The next step is to migrate the consumer group offsets from the source topic to the target topic. We can achieve this using the three-step workflow provided by Kannika Bridge:

Fetch the current offsets from the source topic
Calculate the equivalent offsets on the target topic
Apply the calculated offsets to the target topic

Fetch consumer group offsets from the source

Fetch the current consumer group offsets from the source topic:

kbridge fetch -b $(docker compose port kafka-source 9092) \
  -t orders-prod \
  > source_offsets.csv

View the fetched offsets:

cat source_offsets.csv

order-processor,orders-prod,0,103

This shows the order-processor consumer group has processed up to offset 3 on orders-prod.

Map topic names

The source offsets reference the source topic (orders-prod), but we need to calculate offsets for the target topic (orders-qa). Update the topic names in the CSV:

sed -i '' 's/orders-prod/orders-qa/g' source_offsets.csv

Alternatively, use yq to extract the topic mappings from the restore config:

yq '.spec.config.topics[] | "s/\(.source)/\(.target)/g"' tutorials/migrate-consumer-groups/restore-prod-to-qa.yaml \
    | xargs -I{} sed -i '' '{}' source_offsets.csv

Verify that the topics have been renamed:

cat source_offsets.csv

order-processor,orders-qa,0,103

Calculate target offsets

Use the calculate command to find the equivalent offsets on the target topic. It reads the __original_offset header from restored messages:

kbridge calculate -b $(docker compose port kafka-target 9093) \
    -H __original_offset \
    -i source_offsets.csv \
    > target_offsets.csv

The -H flag specifies the header name that contains the original offset. This must match the legacyOffsetHeader value from the Restore configuration.

View the calculated offsets (note the topic has changed to orders-qa):

cat target_offsets.csv

order-processor,orders-qa,0,3

Apply the target offsets

Apply the calculated offsets to create the consumer group on the target topic:

kbridge apply -b $(docker-compose port kafka-target 9093) -i target_offsets.csv

Step 4: Verify the migration

After applying offsets, verify they were set correctly:

docker exec kafka-target kafka-consumer-groups \
    --bootstrap-server localhost:9093 \
    --group order-processor \
    --describe

The consumer group should now show offsets for orders-qa:

GROUP            TOPIC      PARTITION  CURRENT-OFFSET  LOG-END-OFFSET  LAG
order-processor  orders-qa  0          3               5               2

The current offset (3) corresponds to the original offset 103 in production. The LAG of 2 shows there are 2 remaining messages to process.

When you start consuming from orders-qa with the order-processor consumer group, it will continue from where it left off in production.
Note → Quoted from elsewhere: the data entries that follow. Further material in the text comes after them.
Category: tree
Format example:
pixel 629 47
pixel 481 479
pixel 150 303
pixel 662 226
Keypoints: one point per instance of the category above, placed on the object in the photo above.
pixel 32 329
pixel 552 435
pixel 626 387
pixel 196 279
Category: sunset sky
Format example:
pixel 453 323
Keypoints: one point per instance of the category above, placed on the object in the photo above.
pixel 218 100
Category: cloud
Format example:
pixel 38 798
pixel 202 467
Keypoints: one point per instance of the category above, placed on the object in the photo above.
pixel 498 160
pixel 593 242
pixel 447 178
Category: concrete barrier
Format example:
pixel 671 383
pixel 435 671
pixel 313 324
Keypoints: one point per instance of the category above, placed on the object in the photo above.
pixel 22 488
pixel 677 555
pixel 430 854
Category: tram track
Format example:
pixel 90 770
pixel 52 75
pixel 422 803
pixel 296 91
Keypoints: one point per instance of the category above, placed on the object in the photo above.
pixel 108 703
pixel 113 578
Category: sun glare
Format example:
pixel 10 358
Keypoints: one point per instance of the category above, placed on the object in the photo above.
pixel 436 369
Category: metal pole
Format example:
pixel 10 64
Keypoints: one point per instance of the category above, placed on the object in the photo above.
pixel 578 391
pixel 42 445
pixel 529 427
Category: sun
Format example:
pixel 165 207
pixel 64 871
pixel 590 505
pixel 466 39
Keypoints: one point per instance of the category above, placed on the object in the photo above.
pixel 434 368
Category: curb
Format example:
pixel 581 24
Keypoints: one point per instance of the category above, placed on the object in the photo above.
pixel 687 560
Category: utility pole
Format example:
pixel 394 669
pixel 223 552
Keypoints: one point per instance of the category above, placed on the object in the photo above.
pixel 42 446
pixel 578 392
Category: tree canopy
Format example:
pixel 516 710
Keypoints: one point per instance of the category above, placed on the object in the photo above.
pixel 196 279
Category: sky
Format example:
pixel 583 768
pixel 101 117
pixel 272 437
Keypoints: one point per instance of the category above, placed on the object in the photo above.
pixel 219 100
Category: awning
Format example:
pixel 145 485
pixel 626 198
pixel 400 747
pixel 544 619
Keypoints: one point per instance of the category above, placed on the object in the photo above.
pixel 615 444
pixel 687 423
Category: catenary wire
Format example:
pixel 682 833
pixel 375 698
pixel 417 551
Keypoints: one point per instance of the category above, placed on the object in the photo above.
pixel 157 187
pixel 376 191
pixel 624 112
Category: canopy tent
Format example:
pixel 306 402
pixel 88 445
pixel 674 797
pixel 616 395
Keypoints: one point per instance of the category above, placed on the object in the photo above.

The first 3 messages that were already processed are skipped.

Step 5: Cleanup

To clean up all resources, run the teardown script:

./teardown

Summary

In this tutorial, you learned how to:

Restore data with the legacyOffsetHeader option to preserve original offsets in message headers
Use the kbridge three-step workflow (fetch, calculate, apply) to migrate consumer group offsets
Verify that consumers can continue from the correct position

This workflow ensures seamless environment cloning with consumer state preservation.